Some time ago NASA announced that a 46-metre wide asteroid was heading for the Earth and at its closest approach would pass by within 27 000 kilometres of us. In cosmic terms that is very close, in fact, too close for comfort - satellites that are in geosynchronous orbit round the Earth (such as communications satellites) are further away than that! The Moon is fifteen times further away! In recorded history (admittedly less than 200 years in the case of this type of observation) no object of this size has ever missed the Earth by such a small margin. If a rock as big as 46 metres across were to hit the Earth, the impact would be powerful enough to erase completely a city the size of (say) New York. And in case you think the odds are good that it would land in the sea rather than on solid ground, you are right - unfortunately such an impact would be even more catastrophic, because the resulting gigantic tsunamis would wreak havoc across the globe, engulfing numerous coastal communities and killing far more people.
|A meteorite burns up over Russia on 15 February 2013|
Friday 15 February 2013 was determined as the day when asteroid 2012 DA14 would swing past the Earth. Countless amateur and professional telescopes were lined up and ready to observe the historic event. NASA had even planned a live web cast of the flyby for people without access to telescopes. The world waited with bated breath, and not a few of us were thankful that it was going to be a close shave and not a direct hit.
And then, on the same day but BEFORE the asteroid made its closest approach, a massive fireball streaked across the sky above the Russian town of Chelyabinsk and exploded in dramatic fashion. The event was captured by hundreds of stunned onlookers on video and mobile phone cameras, and the resulting shockwave shattered windows and injured more than a thousand people. It truly was a "What the **** was that?" moment - the main asteroid was still tens of thousands kilometres away, so what was this? Another meteor? On the same day? Surely not ... what would be the odds of that happening?
Well, it turns out it WAS another unrelated meteor, smaller than the one that had been announced (only about 17 metres across, apparently), but still big enough to cause considerable damage. It was the largest meteorite to hit the Earth since the Tunguska event of 1908, in which an object about 40 metres across disintegrated in the atmosphere and destroyed over 2100 square kilometres of Russian forest. They seem to have bad luck with meteorites, the Russians ; on the other hand, if your country is five times bigger than any other then I guess you are likely to cop more impacts.
The coincidence that the BIGGEST asteroid close approach ever observed and the BIGGEST meteorite impact in over a century took place on the same day is almost too mind-boggling to contemplate. The odds of this happening are just so enormous that I was left shaking my head in disbelief. Absolutely incredible.
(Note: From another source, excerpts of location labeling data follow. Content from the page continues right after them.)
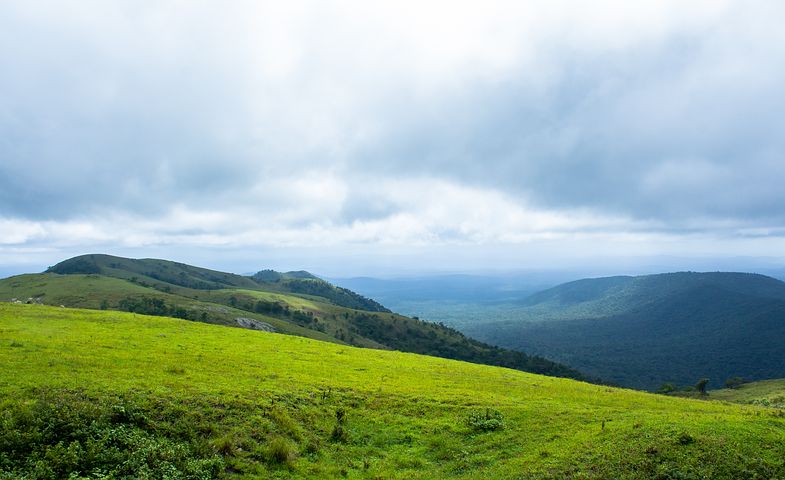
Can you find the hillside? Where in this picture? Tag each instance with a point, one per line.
(295, 303)
(764, 392)
(111, 394)
(644, 331)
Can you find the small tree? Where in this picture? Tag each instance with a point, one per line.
(734, 382)
(666, 388)
(701, 385)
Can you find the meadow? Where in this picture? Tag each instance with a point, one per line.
(105, 394)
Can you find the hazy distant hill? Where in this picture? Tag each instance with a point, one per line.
(644, 331)
(297, 303)
(102, 394)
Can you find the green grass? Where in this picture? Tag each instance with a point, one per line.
(764, 392)
(207, 400)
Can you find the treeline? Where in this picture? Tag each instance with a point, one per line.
(275, 309)
(338, 295)
(436, 339)
(157, 307)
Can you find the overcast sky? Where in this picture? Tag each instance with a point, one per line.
(378, 137)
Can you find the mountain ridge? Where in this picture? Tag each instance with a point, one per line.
(644, 331)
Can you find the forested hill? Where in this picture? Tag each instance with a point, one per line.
(644, 331)
(296, 303)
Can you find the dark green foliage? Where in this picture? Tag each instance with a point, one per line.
(280, 451)
(485, 421)
(273, 276)
(337, 295)
(65, 434)
(701, 385)
(734, 382)
(640, 332)
(152, 306)
(417, 336)
(329, 312)
(339, 432)
(666, 388)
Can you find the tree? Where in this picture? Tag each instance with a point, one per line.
(734, 382)
(666, 388)
(701, 385)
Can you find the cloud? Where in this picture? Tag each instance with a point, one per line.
(392, 123)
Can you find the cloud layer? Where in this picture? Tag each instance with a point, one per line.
(308, 124)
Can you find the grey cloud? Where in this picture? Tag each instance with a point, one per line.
(137, 112)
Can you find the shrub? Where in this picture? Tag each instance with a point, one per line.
(280, 451)
(666, 388)
(734, 382)
(486, 421)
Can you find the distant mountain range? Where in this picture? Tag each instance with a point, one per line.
(296, 303)
(644, 331)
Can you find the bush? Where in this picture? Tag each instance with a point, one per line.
(280, 451)
(734, 382)
(486, 421)
(666, 388)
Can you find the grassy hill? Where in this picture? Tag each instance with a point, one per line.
(764, 392)
(294, 303)
(644, 331)
(106, 394)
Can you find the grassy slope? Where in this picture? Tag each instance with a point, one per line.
(309, 316)
(240, 392)
(89, 291)
(767, 392)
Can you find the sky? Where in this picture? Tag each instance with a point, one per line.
(376, 138)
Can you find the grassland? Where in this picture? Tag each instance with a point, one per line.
(764, 392)
(296, 303)
(102, 393)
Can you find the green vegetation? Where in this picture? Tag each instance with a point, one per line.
(641, 332)
(293, 303)
(89, 393)
(770, 393)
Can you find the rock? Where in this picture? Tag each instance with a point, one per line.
(254, 324)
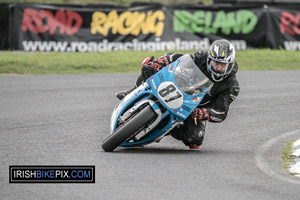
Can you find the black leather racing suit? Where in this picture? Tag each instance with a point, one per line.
(217, 101)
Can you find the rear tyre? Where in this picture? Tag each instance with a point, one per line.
(133, 125)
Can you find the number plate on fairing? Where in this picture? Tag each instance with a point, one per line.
(170, 94)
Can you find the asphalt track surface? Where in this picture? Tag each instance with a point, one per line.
(63, 119)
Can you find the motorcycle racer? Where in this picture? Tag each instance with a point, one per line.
(219, 65)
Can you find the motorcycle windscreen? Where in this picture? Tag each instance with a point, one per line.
(190, 78)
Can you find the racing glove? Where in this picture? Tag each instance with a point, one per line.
(156, 63)
(200, 114)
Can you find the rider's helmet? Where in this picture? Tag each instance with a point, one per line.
(221, 51)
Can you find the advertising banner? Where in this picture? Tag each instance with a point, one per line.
(152, 27)
(284, 29)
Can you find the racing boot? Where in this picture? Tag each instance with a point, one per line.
(122, 94)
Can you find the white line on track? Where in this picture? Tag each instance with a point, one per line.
(264, 166)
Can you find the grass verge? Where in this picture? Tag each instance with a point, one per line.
(286, 155)
(127, 61)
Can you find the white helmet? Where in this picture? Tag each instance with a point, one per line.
(220, 51)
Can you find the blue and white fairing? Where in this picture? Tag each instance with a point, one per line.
(179, 87)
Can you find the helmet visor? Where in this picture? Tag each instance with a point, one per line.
(218, 68)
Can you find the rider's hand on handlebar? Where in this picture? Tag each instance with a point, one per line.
(156, 63)
(200, 114)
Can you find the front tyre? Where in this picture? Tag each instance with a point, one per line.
(132, 126)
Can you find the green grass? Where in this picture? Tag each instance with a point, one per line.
(286, 155)
(127, 62)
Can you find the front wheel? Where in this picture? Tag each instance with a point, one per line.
(124, 132)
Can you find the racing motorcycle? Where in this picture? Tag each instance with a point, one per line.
(161, 103)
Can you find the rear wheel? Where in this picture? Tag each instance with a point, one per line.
(126, 131)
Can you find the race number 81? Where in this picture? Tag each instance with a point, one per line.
(170, 94)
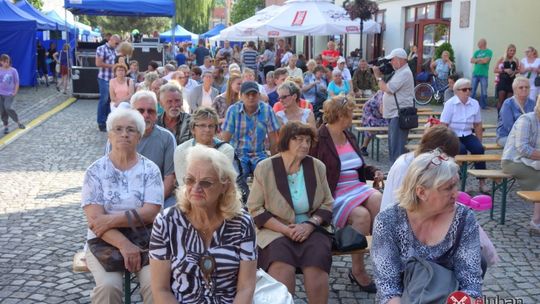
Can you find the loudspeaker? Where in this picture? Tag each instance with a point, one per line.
(84, 80)
(146, 53)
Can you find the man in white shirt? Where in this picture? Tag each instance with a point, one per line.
(207, 66)
(203, 94)
(400, 90)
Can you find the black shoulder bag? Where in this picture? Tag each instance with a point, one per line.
(408, 117)
(110, 257)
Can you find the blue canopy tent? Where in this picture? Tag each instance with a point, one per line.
(141, 8)
(180, 34)
(29, 9)
(215, 31)
(18, 40)
(138, 8)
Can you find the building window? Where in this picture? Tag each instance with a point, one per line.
(446, 10)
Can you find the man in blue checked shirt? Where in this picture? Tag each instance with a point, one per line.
(247, 123)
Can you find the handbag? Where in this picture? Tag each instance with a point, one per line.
(269, 291)
(430, 281)
(408, 117)
(110, 257)
(345, 239)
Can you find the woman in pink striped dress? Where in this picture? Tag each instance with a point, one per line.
(355, 203)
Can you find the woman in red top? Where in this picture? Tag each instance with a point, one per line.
(331, 55)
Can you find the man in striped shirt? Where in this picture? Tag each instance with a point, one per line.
(105, 57)
(247, 124)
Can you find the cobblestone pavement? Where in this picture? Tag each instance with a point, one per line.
(32, 102)
(42, 225)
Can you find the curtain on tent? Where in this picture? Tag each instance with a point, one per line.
(18, 40)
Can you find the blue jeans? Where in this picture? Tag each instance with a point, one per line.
(397, 139)
(482, 80)
(472, 144)
(104, 107)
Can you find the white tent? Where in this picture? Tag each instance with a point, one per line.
(310, 17)
(245, 29)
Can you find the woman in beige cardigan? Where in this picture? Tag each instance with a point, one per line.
(289, 199)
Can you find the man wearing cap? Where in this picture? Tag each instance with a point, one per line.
(246, 125)
(400, 87)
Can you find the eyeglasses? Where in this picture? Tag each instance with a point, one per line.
(149, 111)
(438, 156)
(203, 126)
(344, 102)
(284, 96)
(129, 130)
(191, 182)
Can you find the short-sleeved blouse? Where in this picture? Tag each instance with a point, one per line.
(394, 243)
(174, 238)
(118, 191)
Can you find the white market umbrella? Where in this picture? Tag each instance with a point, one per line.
(312, 17)
(244, 30)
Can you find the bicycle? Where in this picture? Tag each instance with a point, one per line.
(424, 92)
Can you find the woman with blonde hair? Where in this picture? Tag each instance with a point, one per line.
(203, 250)
(507, 67)
(231, 95)
(427, 224)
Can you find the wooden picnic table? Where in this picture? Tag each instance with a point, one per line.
(465, 159)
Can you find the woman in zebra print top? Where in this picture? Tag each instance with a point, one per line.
(203, 249)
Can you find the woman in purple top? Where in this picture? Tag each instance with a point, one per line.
(9, 87)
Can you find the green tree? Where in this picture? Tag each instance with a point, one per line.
(363, 9)
(38, 4)
(244, 9)
(194, 15)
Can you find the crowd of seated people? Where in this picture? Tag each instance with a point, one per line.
(256, 178)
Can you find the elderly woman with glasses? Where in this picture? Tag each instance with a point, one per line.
(204, 124)
(338, 86)
(289, 96)
(461, 113)
(118, 182)
(356, 203)
(427, 224)
(513, 108)
(203, 249)
(289, 199)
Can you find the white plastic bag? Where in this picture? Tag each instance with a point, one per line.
(270, 291)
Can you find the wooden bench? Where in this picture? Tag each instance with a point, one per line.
(79, 266)
(500, 181)
(464, 161)
(358, 251)
(493, 146)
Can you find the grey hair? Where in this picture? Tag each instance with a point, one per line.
(291, 87)
(141, 95)
(204, 113)
(229, 204)
(170, 87)
(518, 80)
(422, 174)
(130, 114)
(460, 83)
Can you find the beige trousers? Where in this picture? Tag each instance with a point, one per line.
(109, 285)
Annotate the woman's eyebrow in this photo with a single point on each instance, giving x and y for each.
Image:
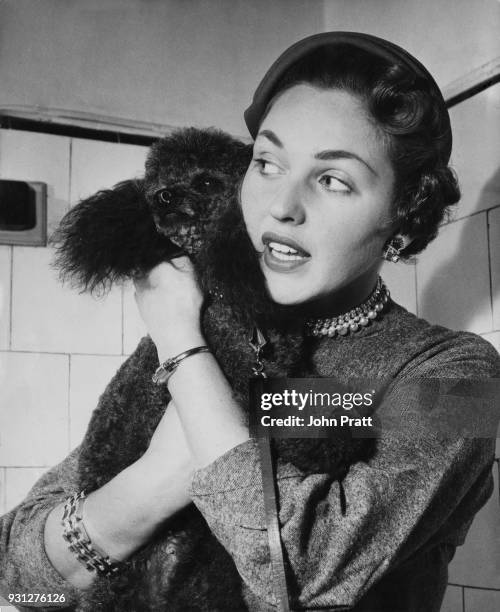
(341, 154)
(270, 135)
(323, 155)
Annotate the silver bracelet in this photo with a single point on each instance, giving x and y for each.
(168, 367)
(76, 535)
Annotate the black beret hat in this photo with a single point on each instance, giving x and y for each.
(372, 44)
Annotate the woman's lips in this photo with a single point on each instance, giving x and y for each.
(283, 254)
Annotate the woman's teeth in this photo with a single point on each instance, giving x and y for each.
(284, 252)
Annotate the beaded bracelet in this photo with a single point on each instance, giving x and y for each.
(76, 535)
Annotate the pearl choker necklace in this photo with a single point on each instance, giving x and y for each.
(355, 319)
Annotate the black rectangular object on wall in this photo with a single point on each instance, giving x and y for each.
(23, 213)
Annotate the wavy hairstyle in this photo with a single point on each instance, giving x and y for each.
(411, 121)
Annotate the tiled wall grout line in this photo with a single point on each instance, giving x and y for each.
(70, 169)
(123, 318)
(28, 352)
(415, 270)
(68, 427)
(472, 214)
(11, 285)
(3, 492)
(490, 270)
(476, 588)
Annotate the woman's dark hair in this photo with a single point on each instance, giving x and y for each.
(412, 122)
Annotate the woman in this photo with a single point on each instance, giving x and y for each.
(352, 142)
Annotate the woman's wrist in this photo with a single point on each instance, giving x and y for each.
(171, 347)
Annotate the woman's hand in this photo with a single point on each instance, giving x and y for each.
(169, 301)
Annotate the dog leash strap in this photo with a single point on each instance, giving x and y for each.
(272, 522)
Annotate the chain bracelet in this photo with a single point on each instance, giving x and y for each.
(79, 543)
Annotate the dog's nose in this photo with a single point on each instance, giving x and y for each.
(164, 196)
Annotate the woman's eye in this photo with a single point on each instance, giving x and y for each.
(266, 167)
(332, 183)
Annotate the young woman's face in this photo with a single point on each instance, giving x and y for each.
(317, 195)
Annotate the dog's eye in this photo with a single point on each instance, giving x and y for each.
(164, 196)
(207, 184)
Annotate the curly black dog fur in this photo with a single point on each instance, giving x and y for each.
(188, 202)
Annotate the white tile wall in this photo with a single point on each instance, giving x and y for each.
(89, 375)
(133, 326)
(453, 282)
(3, 508)
(5, 262)
(481, 545)
(50, 317)
(98, 165)
(18, 481)
(477, 600)
(400, 279)
(476, 154)
(452, 600)
(30, 156)
(494, 235)
(34, 415)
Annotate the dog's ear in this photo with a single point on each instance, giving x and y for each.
(107, 238)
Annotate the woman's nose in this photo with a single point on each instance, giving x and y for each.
(288, 206)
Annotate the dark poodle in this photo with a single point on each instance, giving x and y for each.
(187, 203)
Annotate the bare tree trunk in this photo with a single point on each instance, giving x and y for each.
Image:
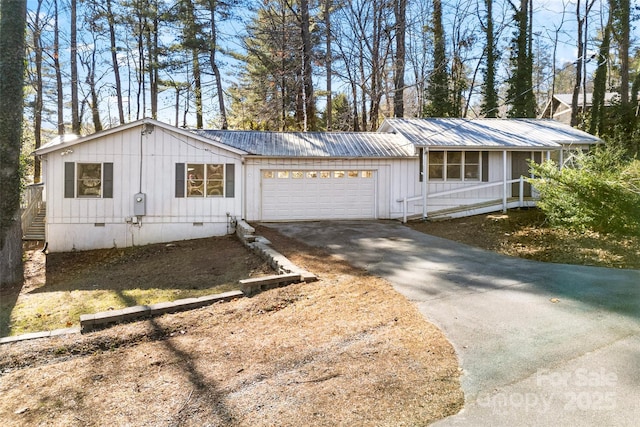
(56, 66)
(75, 106)
(12, 51)
(307, 71)
(624, 41)
(114, 61)
(400, 10)
(214, 66)
(38, 102)
(197, 82)
(328, 62)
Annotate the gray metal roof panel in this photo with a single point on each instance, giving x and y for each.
(489, 133)
(313, 144)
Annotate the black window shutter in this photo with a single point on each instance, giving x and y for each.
(230, 180)
(69, 180)
(107, 180)
(485, 166)
(180, 176)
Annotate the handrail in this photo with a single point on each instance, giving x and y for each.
(31, 203)
(405, 200)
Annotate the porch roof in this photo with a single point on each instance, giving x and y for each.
(512, 134)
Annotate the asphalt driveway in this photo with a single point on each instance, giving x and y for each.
(540, 344)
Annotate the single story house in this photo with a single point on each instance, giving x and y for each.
(149, 182)
(559, 106)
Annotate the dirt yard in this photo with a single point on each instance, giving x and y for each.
(526, 234)
(346, 350)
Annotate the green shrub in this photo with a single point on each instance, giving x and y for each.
(597, 190)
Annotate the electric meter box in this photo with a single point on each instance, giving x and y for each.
(140, 204)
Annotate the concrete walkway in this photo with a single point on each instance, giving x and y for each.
(540, 344)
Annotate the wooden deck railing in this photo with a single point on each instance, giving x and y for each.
(405, 201)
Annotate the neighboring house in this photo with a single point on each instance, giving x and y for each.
(559, 107)
(148, 182)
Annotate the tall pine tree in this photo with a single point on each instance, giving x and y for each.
(520, 94)
(438, 96)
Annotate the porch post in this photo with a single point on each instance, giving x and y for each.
(425, 187)
(504, 181)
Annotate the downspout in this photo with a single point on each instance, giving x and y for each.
(425, 187)
(243, 199)
(504, 181)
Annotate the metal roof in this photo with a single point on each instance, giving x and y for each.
(488, 133)
(313, 144)
(567, 98)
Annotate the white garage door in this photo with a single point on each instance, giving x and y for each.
(318, 194)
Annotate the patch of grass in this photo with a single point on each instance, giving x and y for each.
(62, 309)
(60, 287)
(526, 233)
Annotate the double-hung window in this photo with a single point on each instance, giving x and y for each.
(454, 165)
(205, 180)
(88, 180)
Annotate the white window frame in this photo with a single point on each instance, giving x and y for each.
(463, 165)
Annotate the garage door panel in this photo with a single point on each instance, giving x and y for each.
(343, 195)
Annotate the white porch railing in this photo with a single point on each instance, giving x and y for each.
(406, 200)
(30, 203)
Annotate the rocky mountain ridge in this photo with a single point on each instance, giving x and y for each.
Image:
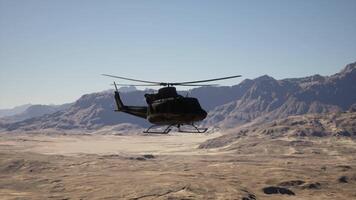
(258, 100)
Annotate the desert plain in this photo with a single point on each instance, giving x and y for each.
(175, 166)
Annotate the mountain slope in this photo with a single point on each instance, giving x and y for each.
(258, 100)
(300, 126)
(13, 111)
(268, 99)
(36, 111)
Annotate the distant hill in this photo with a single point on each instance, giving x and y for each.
(299, 126)
(35, 111)
(13, 111)
(268, 99)
(259, 100)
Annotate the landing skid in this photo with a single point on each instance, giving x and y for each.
(169, 128)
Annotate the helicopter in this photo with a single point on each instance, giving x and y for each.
(166, 107)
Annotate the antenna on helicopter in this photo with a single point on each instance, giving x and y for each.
(116, 87)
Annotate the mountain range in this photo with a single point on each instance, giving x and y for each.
(257, 100)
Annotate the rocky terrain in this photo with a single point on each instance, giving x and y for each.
(262, 99)
(261, 166)
(286, 139)
(331, 125)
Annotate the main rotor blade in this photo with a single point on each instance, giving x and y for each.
(131, 79)
(208, 80)
(202, 85)
(136, 84)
But the most worrying thing about the Russian event was that nobody saw the meteor coming, and even several hours afterwards astronomers round the world were trying to figure out where it came from. That is a serious cause for concern. There are doomsday crackpots all over the world predicting "the end of time" for all kinds of spurious reasons (such as the Mayan calendar "scare" of December 2012), but this meteor strike illustrates a very real threat to life on planet Earth. Meteorite impacts over the past several hundred million years have been the cause of several mass extinctions and there is no reason why this can't happen again. The dinosaurs perished 65 million years ago when a 10-kilometre wide comet hit the Earth, and 250 million years ago an even bigger strike killed off over 95% of all species on the planet. These are sobering facts.
The Earth is surrounded by cosmic junk. In fact, over 15 000 TONS of debris from space hit the planet every year; thankfully, most of this comprises dust-sized particles that burn up in the atmosphere and become visible as "shooting stars". Larger rocks are rare but by no means non-existent. NASA has a programme to catalogue and record all "near Earth asteroids" over a certain size in order to provide us with an advanced warning of catastrophe (although it is debateable exactly what we could do to deflect or destroy a rock several hundred metres across hurtling towards us at 50 000 kilometres per hour), but in the case of the meteor that exploded over Russia there was no warning whatsoever. The first anybody knew about it was when it appeared in the sky.
I suggest that this event should be taken as a warning, and that all governments should co-operate to ensure that any object near enough to hit the Earth and massive enough to cause significant devastation is detected and tracked. And a research programme to develop the capability to deflect and/or destroy such objects should receive some very urgent attention.